The syndicates formed Boards for the buying and marketing of cheese from the local factories, much of which was sent for export to Great Britain. Cheese was an important export item for Canada, reaching a peak level in 1904, when 234 million pounds of cheese was exported to Great Britain, that was 95% of all the cheese imported by Britain that year. But, aside from increases during the two world wars, exports of cheese declined steadily after that. Public demand for liquid milk drew supplies away from cheese-making in the small community factories, and the introduction of large, automated facilities made the local cheese factory less and less economically viable.

Cheese Factory, Heckston, 1913

It was not just the location of the Cheese Board in Kemptville that made North Grenville a major player in cheese production in Eastern Ontario. Residents of Oxford-on-Rideau and Kemptville were heavily involved in expanding the network of factories throughout the region. Edward Kidd of Burritt’s Rapids owned the factory in North Gower, as well as a string of others around Carleton County, including Manotick, and as far away as Carp. Edward learned the trade from his father, William, who built the first factory in Burritt’s Rapids in 1868.

Orlando Bush and Abraham Acton of Oxford built the factory in North Rideau on Donnelly Road in 1890. The Carsonby cheese maker learned his trade in Oxford Mills. The Malakoff factory was owned by Robert Beckett of Kemptville and Thomas Pettapiece of Oxford-on-Rideau.

The Goodstown factory was built and operated by Freeman Brown, of Oxford Mills. He was a sanitary inspector and dairy instructor for the Kemptville district network. He later worked as a cheese grader in the 1930’s, and was the main speaker at the Eastern Ontario Dairymen’s Association meeting in 1932. The following year, he was staff grader in Montreal. Beckett’s Landing factory was on the north side of the Rideau, near the swing bridge, and was built in 1900 by James Taylor, of Kemptville.

But the man known throughout the industry as “the Cheese King of Eastern Ontario”, James A. Sanderson, was a native of Oxford Station, where he built his first cheese factory in 1899. He also operated the factory at Patterson’s Corners, and he was the first operator to provide grading facilities at railway stations and Rideau Canal docks. His Oxford Station factory was the first refrigerated storage facility in Eastern Ontario, implemented in 1930 and, eventually, the storage facility’s capacity grew to 20,000 boxes of cheese.
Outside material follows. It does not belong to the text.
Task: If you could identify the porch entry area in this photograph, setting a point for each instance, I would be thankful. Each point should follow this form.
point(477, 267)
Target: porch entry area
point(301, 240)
Cheese was brought to his factory from factories around the region, graded and then shipped from the cold storage warehouse around Canada and to Great Britain and the United States. In 1901 he became President of the Kemptville Cheese Board. The Sanderson family operated the factory until it was destroyed by fire in 1963. The storage plant was bought in 1974 by Kemptville Foods Ltd. and later on by Harvex Elevators Ltd. in 1983.

The cheese industry also provided ancillary business for Kemptville. Cheese was packed in specially made boxes, manufactured by the McMaster Lumber Company in Kemptville, now the site of the Riverside Apartments. Cheeses varied between 75 and 90 pounds each and were wrapped in cheesecloth (naturally) before being packed in the round boxes for transport. In Oxford Mills, a carpenter called Ormond Barnard invented a wooden box which pressed and shredded cheese curds, an important advance in improving the production of cheese. His machine was used in factories throughout the country and abroad.

It is amazing how central to the social and economic life of North Grenville the production of cheese was in the not too distant past. Today, almost nothing remains to remind people of this historic industry, other than a few old cheese factories still standing around the municipality, memories of a different era in our shared story.